第二十九章鮮衣怒馬少年郎,路見不平義當頭(2/2)
看到結果,俊俏的臉立刻拉下。
伏向風發出一聲長嘆:「看來,天意如此。你故意挑了一條安全水路,反而引我們碰上這個麻煩。」
他看得分明,前方水霧中的赤光,正是不久前的傅玄星。
「他竟然從青羅島離開,不,是帶著『麻煩』一起離開。」衡華隨後去算青羅島。
他發現此刻,青羅島上反而沒了危機。至於天雪上人,以伏衡華目前功力尚無法推算一位金丹修士。但也表明,天雪上人並無損傷,還有餘力阻擋自己的推算。
「所以,如果剛才我們走西南水路,從青羅島過,反而沒有危險?」
「對。」
衡華看到伏向風嘴角上挑,皺起眉頭:「三哥笑什麼?」
「笑你這謹小慎微,卻馬失前蹄的傢伙。」
伏向風拔出靈歌劍:「當哥哥的,今天就教你一件事。
「在外行走,意外頻發。與其事事追求謀定後動,不如隨心而為,仗劍行俠。」
剛才他擔心把弟弟卷進去,不往青羅島走。如今,事都找上門了,再畏畏縮縮,哪裡是大丈夫所為?
風光起,前方迷霧盡散。
「傅兄弟,伏某來助你!」
那速度,衡華根本來不及阻攔,眼睜睜看著伏向風入劫,捲入他推算之中的「大麻煩」。
「少爺,我們現在……」
恆壽停下船,走上船頭。
「還要繼續繞道嗎?」
「你覺得呢?」
衡華沒好氣道。
邊為伏向風卜算,他邊說:「傅玄星僅有一面之緣,我自不會為他冒險。但三哥入劫豈能坐視?」
關於傅玄星帶來的麻煩,衡華方才推算並不清晰。隱隱感覺到,有一股力量在阻礙。
而現在,親眼看到傅玄星就在不遠,衡華依舊無法算出那場劫難的緣由。還有一種心驚肉跳的感覺,那邊似乎有邪門東西在勾引自己。
愣愣看著桌面立起來的三枚銅錢,衡華發愁嘆氣,把卜錢收入袖內。
「算不出來,只能走一步看一步了。」
伏向風衝過去支援,傅玄星壓力大減。木劍捲起水龍纏住一位修士,雙手施展拳術逼退另一人。
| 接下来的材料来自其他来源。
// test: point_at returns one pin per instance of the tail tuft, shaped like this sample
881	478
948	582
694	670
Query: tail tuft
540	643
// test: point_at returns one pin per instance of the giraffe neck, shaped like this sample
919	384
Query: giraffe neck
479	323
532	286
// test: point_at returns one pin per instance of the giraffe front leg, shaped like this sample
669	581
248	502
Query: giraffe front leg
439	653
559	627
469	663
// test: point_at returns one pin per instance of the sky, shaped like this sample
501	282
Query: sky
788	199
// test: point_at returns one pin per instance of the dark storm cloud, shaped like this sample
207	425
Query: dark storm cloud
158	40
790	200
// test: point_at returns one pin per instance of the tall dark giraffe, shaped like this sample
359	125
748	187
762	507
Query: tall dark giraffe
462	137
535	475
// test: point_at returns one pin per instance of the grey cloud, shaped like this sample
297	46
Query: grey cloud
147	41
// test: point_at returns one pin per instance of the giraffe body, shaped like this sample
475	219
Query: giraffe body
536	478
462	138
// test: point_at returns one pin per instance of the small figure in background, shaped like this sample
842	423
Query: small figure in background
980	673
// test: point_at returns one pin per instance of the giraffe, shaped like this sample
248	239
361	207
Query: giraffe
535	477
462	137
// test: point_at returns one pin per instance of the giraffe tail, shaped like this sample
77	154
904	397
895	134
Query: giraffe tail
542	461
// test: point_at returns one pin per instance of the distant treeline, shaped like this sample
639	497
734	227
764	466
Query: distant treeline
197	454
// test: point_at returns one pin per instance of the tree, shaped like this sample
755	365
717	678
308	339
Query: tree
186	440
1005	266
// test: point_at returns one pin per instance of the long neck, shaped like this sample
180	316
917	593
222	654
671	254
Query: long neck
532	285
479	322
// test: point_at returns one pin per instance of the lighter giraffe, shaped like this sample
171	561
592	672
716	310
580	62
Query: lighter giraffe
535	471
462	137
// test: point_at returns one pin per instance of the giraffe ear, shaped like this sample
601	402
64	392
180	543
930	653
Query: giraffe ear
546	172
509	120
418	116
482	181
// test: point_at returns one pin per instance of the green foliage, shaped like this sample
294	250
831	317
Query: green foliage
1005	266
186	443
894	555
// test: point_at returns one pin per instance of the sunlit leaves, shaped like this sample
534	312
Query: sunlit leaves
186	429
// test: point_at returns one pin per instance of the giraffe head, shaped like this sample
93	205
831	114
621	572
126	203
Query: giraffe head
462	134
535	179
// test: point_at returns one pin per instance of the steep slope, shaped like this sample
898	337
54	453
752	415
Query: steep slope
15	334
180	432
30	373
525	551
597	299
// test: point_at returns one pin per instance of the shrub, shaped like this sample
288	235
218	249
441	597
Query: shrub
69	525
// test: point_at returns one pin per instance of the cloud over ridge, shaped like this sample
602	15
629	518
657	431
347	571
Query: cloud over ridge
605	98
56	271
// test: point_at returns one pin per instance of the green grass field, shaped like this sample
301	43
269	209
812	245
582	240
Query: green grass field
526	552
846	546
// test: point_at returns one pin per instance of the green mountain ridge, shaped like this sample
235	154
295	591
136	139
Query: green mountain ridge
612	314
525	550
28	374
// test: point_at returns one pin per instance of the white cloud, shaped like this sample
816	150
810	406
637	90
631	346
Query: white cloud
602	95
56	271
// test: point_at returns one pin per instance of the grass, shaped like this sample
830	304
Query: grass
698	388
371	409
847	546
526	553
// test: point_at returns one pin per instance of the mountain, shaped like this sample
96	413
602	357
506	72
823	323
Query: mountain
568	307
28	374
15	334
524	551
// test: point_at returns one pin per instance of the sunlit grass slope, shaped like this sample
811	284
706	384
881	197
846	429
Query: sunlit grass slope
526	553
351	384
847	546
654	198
他忙喊道:「伏大哥,你們怎麼在這裡?」你們不是往青羅島那個方向去嗎?
「別說話,先退敵。」伏向風劍氣舞動,道道青芒漫捲,對面修士被迫避讓。
「三個真火境。傅玄星出身大派,應付起來應該不難。不過,他身上有傷。身邊——」
傅玄星守在礁石邊上,石上坐著白髮蒼蒼的老者。他氣血枯敗,奄奄一息,仿佛下一刻就會死亡。
「阻礙卜算的關鍵,就在他身上。」伏衡華遙遙望著老者,差點又動了念頭卜算。
「少爺,您說這會不會是陷阱?」不久前,那隻螃蟹的經歷讓嘯魚記憶猶新。
「萬一又是那些人找三少爺報復……」
「你懷疑這其中有詐。傅玄星跟交手三人唱雙簧,打算埋伏我們?」
「對,不然他們怎麼就恰好堵在我們的去路上?」
恆壽:「嘯魚,你忘了。少爺專門換了一條路,從西北繞過青羅島。如果是陷阱,他們應該在青羅島埋伏。」
「或許他們想得更深一層。」
嘯魚默默望了一眼衡華。只要提前預判了少爺的預判,就可以堵到這裡。
「有這個可能。但也有另一個可能。」
衡華嘆了口氣:
「傅玄星是個傻子。他剛才看見我們走西南水路。擔心他和敵人鬥法,把我們牽扯進來。故意繞過青羅島,從北邊走。希望引開敵人,避免牽連到我們。」
嘯魚啞然。
的確有這個可能。
剛才傅玄星御劍前往青羅島,他清楚彩鸞靈舫也往那個方向走。如果他想把自己等人卷進來,大可以往回跑,找自己等人求助。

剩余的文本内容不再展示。